Sunday, March 8, 2009

First Chapter: The Thirteenth Tale

The Thirteenth Tale, by Diane Setterfield, is about the conscientious nature of telling stories, of weaving words together in a powerful way, of creating fiction and how that relates to telling lies. At least, that's what I gather from the first chapter, a mere nine pages.

The main character is Margaret Lea, an avid reader who works as amateur bibliographer and as an employee in her father's bookstore. Vida Winter is England's celebrated author who, as some say, has sold more copies of her books than the Bible. No one knows anything about Vida; nothing "true" anyway, for in her interviews Vida prefers to make-up stories, thinking people would prefer to hear those rather than the truth about her life. But, in her old age, the idea of telling the "truth" about her life has taken ahold of her, and she wants to tell her story to Margaret.

Vida Winter has a good point; people, more often than not, are more interested in the lies we tell, because lies are often fantastic tales that are nowhere near what our simple reality provides. (This idea, particularly, is something that really interests me, for a variety of reasons; and something I try to explore in some of my own writing).

With this first chapter of the novel, these ideas outweigh the characters. While we know near to nothing about Vida's true life, other than what little Margaret has surmised through Vida's letter to her, we don't know all that much yet about Margaret yet either, other than the fact that she has a love affair with books and is interested in discovering what authors are thinking as they write.
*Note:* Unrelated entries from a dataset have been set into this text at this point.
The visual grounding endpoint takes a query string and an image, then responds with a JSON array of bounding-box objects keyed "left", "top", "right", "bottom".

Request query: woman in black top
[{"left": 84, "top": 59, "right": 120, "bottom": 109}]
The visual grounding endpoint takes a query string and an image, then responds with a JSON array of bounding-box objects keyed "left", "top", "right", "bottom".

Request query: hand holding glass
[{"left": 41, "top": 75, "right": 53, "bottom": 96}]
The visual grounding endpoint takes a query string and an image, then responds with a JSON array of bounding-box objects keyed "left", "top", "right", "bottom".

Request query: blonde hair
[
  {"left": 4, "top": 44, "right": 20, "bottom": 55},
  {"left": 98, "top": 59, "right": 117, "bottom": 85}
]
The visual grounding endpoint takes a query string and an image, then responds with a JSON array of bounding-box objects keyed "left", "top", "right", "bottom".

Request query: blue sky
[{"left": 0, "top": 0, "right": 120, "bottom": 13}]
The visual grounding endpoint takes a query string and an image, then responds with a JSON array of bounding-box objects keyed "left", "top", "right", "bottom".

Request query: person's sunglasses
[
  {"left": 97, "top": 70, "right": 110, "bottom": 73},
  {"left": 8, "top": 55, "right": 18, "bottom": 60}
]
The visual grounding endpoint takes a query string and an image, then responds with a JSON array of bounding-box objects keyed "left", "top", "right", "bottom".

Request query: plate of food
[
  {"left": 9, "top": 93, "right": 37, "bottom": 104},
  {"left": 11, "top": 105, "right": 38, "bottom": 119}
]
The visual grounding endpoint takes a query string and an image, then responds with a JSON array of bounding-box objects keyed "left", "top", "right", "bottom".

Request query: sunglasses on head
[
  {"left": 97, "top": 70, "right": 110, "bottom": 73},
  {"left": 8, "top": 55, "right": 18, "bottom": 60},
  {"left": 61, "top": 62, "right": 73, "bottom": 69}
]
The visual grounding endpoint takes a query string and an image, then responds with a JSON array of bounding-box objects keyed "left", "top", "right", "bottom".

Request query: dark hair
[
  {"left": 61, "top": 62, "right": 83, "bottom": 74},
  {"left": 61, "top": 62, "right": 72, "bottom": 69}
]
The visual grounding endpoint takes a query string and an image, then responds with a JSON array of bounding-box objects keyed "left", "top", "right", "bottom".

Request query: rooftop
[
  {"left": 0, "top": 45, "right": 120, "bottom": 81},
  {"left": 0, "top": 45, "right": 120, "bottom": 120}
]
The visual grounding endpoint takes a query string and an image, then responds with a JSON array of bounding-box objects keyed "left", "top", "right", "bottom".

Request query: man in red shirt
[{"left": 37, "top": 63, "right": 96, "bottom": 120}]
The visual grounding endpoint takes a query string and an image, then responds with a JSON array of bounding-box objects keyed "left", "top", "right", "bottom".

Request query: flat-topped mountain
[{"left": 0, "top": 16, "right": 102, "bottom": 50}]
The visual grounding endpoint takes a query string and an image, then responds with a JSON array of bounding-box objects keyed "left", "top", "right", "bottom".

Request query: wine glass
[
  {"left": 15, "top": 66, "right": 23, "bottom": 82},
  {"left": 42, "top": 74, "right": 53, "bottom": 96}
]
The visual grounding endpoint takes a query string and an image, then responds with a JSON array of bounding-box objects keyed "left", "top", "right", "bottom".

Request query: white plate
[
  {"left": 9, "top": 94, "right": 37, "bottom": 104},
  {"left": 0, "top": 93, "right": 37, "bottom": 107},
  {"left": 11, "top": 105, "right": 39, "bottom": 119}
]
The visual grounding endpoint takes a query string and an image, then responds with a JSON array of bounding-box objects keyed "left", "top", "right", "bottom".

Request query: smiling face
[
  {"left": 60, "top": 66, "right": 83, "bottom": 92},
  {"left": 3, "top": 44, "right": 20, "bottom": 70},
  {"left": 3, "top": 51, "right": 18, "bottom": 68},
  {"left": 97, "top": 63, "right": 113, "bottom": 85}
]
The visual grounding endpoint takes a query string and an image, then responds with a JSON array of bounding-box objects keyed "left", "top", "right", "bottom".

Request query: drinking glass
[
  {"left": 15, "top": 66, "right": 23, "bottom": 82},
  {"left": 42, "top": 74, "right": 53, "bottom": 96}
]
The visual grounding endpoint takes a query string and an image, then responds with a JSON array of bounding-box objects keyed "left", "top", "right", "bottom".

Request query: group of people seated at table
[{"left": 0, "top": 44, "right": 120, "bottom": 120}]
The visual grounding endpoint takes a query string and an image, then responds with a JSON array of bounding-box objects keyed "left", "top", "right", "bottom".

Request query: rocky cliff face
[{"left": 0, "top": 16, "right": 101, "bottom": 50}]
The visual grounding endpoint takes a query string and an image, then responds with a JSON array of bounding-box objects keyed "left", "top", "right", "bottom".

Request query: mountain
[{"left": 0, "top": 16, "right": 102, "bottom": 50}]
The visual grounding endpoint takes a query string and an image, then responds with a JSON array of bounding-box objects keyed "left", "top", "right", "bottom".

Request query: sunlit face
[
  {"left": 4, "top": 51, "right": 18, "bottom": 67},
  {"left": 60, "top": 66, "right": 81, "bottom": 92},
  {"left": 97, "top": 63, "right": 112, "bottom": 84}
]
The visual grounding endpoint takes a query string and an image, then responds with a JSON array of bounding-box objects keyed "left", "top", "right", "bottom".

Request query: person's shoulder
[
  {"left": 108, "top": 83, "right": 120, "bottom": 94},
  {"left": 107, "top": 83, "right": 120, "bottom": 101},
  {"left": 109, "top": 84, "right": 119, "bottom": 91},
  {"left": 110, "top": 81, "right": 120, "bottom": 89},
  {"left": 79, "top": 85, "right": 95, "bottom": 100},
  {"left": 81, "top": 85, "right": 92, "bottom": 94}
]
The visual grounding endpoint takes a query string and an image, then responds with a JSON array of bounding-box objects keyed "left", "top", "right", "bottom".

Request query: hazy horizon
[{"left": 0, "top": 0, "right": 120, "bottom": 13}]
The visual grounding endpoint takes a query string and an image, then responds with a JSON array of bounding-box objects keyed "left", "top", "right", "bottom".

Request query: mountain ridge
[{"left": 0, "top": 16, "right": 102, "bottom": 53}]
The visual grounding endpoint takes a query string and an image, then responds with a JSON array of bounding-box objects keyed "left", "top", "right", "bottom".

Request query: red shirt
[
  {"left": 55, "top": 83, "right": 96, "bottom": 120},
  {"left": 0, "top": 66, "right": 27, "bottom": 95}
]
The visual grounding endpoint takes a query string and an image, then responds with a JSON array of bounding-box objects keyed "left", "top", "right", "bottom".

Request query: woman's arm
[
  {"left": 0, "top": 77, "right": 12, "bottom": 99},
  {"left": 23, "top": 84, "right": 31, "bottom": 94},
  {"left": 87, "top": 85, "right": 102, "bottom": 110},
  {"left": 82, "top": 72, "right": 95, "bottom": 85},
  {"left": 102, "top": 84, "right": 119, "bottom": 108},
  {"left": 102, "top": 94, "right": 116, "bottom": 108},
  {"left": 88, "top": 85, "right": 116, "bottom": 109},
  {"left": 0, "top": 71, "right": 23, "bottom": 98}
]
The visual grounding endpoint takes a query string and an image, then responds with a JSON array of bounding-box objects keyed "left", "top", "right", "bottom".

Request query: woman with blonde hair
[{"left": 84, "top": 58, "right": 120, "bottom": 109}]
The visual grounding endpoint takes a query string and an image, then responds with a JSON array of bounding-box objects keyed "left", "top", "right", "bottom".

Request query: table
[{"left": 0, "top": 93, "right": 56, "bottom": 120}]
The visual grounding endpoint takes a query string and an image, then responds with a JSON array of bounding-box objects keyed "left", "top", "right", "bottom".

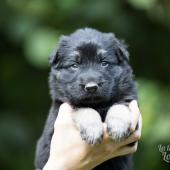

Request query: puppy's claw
[
  {"left": 80, "top": 124, "right": 103, "bottom": 145},
  {"left": 107, "top": 118, "right": 131, "bottom": 142}
]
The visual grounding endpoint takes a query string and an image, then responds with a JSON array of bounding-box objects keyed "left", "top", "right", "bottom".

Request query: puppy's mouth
[
  {"left": 82, "top": 96, "right": 104, "bottom": 103},
  {"left": 73, "top": 93, "right": 109, "bottom": 106},
  {"left": 72, "top": 95, "right": 113, "bottom": 109}
]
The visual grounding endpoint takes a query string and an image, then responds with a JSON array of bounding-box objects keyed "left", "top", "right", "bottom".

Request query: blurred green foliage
[{"left": 0, "top": 0, "right": 170, "bottom": 170}]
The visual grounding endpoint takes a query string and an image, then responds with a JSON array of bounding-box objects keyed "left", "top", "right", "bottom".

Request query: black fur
[{"left": 35, "top": 28, "right": 137, "bottom": 170}]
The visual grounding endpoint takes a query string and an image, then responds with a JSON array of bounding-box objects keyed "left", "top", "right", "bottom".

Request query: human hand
[{"left": 43, "top": 101, "right": 142, "bottom": 170}]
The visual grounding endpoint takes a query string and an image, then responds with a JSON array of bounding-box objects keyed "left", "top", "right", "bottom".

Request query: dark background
[{"left": 0, "top": 0, "right": 170, "bottom": 170}]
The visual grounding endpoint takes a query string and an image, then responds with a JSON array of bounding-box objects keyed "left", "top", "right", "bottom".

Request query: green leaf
[{"left": 24, "top": 28, "right": 59, "bottom": 68}]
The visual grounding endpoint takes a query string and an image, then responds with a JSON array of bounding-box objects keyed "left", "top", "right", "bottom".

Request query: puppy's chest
[{"left": 96, "top": 107, "right": 110, "bottom": 122}]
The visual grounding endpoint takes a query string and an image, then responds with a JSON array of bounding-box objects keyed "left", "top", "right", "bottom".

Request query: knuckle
[
  {"left": 59, "top": 104, "right": 65, "bottom": 111},
  {"left": 133, "top": 132, "right": 141, "bottom": 141},
  {"left": 59, "top": 103, "right": 71, "bottom": 113},
  {"left": 130, "top": 126, "right": 136, "bottom": 132}
]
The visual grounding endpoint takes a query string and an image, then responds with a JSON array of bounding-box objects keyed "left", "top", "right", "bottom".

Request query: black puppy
[{"left": 35, "top": 28, "right": 137, "bottom": 170}]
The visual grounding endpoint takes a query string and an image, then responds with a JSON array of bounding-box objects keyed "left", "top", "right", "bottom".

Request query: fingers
[
  {"left": 102, "top": 116, "right": 141, "bottom": 160},
  {"left": 54, "top": 103, "right": 74, "bottom": 126},
  {"left": 116, "top": 142, "right": 138, "bottom": 156},
  {"left": 129, "top": 100, "right": 141, "bottom": 132},
  {"left": 122, "top": 114, "right": 142, "bottom": 146},
  {"left": 137, "top": 113, "right": 142, "bottom": 133}
]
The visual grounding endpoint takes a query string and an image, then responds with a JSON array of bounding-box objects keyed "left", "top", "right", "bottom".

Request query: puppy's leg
[
  {"left": 105, "top": 104, "right": 131, "bottom": 142},
  {"left": 73, "top": 108, "right": 103, "bottom": 145}
]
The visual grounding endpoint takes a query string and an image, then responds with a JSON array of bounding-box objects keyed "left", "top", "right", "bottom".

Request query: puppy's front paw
[
  {"left": 80, "top": 122, "right": 103, "bottom": 145},
  {"left": 105, "top": 105, "right": 131, "bottom": 142},
  {"left": 106, "top": 117, "right": 131, "bottom": 142},
  {"left": 73, "top": 108, "right": 103, "bottom": 145}
]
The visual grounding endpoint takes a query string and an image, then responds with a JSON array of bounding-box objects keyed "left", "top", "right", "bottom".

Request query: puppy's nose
[{"left": 85, "top": 82, "right": 99, "bottom": 93}]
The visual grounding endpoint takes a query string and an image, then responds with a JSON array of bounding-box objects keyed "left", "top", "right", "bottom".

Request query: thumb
[
  {"left": 129, "top": 100, "right": 140, "bottom": 132},
  {"left": 54, "top": 103, "right": 74, "bottom": 126}
]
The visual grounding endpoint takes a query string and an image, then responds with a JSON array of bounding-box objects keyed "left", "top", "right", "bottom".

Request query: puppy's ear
[
  {"left": 104, "top": 33, "right": 129, "bottom": 63},
  {"left": 115, "top": 40, "right": 129, "bottom": 64},
  {"left": 49, "top": 47, "right": 59, "bottom": 66},
  {"left": 49, "top": 35, "right": 69, "bottom": 66}
]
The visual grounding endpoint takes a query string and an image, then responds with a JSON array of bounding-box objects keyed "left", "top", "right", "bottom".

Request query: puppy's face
[{"left": 49, "top": 28, "right": 134, "bottom": 106}]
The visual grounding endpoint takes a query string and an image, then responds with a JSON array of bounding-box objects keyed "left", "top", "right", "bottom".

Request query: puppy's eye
[
  {"left": 101, "top": 61, "right": 109, "bottom": 67},
  {"left": 71, "top": 64, "right": 79, "bottom": 70}
]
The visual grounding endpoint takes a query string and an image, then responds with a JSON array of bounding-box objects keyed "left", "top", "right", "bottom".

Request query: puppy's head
[{"left": 49, "top": 28, "right": 135, "bottom": 106}]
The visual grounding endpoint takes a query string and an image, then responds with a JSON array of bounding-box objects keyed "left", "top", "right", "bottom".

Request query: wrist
[
  {"left": 43, "top": 157, "right": 68, "bottom": 170},
  {"left": 43, "top": 155, "right": 94, "bottom": 170}
]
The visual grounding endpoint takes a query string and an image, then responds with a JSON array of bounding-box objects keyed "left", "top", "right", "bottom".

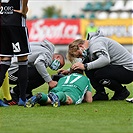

So far, the ideas are not embodied within the characters themselves but espoused as being of either of Vida or Margaret's mind. I'm interested to see how these ideas are fleshed out precisely; will they continue to exist outside of the characters, merely as a discussion topic between the two women? Or will the two characters somehow be examples of these ideas that seem so important to both Vida and Margaret?

2 comments:

Unknown said...

I absolutely adored this book and the launguage it used :-)

Liz S said...

Liz, I did too! It was a fascinating read. A review will be posted soon. Thanks for stopping by!